A rap on the door interrupted Kirby. A young man walked into the room. He was a good-looking young exquisite, dark-eyed and black-haired. His clothes had been made by one of the best tailors in New York. Moreover, he knew how to wear them.
James Cunningham, Junior, introduced him to Kirby as his cousin Jack. After a few moments of talk the broker reverted to the subject of their previous talk.
“Kirby was just telling me that he has come to Denver to meet Uncle James,” he explained to his brother. “Some difficulty with him, I understand.”
Jack Cunningham’s black eyes fastened on his cousin. He waited for further information. It was plain he was interested.
“I’m not quite sure of my facts,” Lane said. “But there’s evidence to show that he has ruined a young girl in his office. She practically admits that he’s the man. I happen to be a friend of her family, an’ I’m goin’ to call him to account. He can’t get away with it.”

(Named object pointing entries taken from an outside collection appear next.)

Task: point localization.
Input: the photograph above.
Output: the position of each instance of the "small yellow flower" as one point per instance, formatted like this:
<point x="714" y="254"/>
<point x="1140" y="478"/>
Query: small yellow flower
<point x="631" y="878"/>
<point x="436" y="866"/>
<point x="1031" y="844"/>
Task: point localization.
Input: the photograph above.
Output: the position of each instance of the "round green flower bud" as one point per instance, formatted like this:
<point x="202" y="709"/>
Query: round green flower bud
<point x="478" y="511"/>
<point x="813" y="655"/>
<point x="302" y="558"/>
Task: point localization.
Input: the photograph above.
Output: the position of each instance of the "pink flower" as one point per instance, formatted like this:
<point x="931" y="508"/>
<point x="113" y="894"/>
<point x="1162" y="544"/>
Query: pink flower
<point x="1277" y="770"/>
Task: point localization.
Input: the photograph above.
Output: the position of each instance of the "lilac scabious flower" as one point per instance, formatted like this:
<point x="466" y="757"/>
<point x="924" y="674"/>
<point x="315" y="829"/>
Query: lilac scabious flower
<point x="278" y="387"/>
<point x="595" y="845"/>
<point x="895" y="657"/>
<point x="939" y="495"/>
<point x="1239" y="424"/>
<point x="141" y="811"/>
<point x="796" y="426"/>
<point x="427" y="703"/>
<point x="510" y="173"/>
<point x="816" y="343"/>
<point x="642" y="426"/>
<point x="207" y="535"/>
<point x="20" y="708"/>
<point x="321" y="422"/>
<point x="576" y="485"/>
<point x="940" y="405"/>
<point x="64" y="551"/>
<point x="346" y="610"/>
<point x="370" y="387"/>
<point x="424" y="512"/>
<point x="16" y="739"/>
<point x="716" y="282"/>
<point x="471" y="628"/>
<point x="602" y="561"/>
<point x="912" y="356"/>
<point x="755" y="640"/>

Kirby chanced to be looking at his cousin Jack. What he saw in that young man’s eyes surprised him. There were astonishment, incredulity, and finally a cunning narrowing of the black pupils.
It was James who spoke. His face was grave. “That’s a serious charge, Kirby,” he said. “What is the name of the young woman?”
“I’d rather not give it—except to Uncle James himself.”
“Better write it,” suggested Jack with a reminiscent laugh. “He’s a bit impetuous. I saw him throw a man down the stairs yesterday. Picked the fellow up at the foot of the flight. He certainly looked as though he’d like to murder our dear uncle.”
“What I’d like to know is this,” said Lane. “What sort of a reputation has Uncle James in this way? Have you ever heard of his bein’ in anything of this sort before?”
“No, I haven’t,” James said promptly.
Jack shrugged. “I wouldn’t pick nunky for exactly a moral man,” he said flippantly. “His idea of living is to grab all the easy things he can.”
“Where can I see him most easily? At his office?” asked Kirby.
“He drove down to Colorado Springs to-day on business. At least he told me he was going. Don’t know whether he expects to get back to-night or not. He lives at the Paradox Apartments,” Jack said.
“Prob’ly I’d better see him there rather than at his office.”
“Hope you have a pleasant time with the old boy,” Jack murmured. “Don’t think I’d care to be a champion of dames where he’s concerned. He’s a damned cantankerous old brute. I’ll say that for him.”
James arranged a place of meeting for luncheon next day. The young cattleman left. He knew from the fidgety manner of Jack that he had some important business he was anxious to talk over with his brother.
It was five minutes to ten by his watch when Kirby entered the Paradox Apartments. The bulletin board told him that his uncle’s apartment was 12. He did not take the self-serve elevator, but the stairs. The hall on the second floor was dark. Since he did not know whether the rooms he wanted were on this floor or the next he knocked at a door.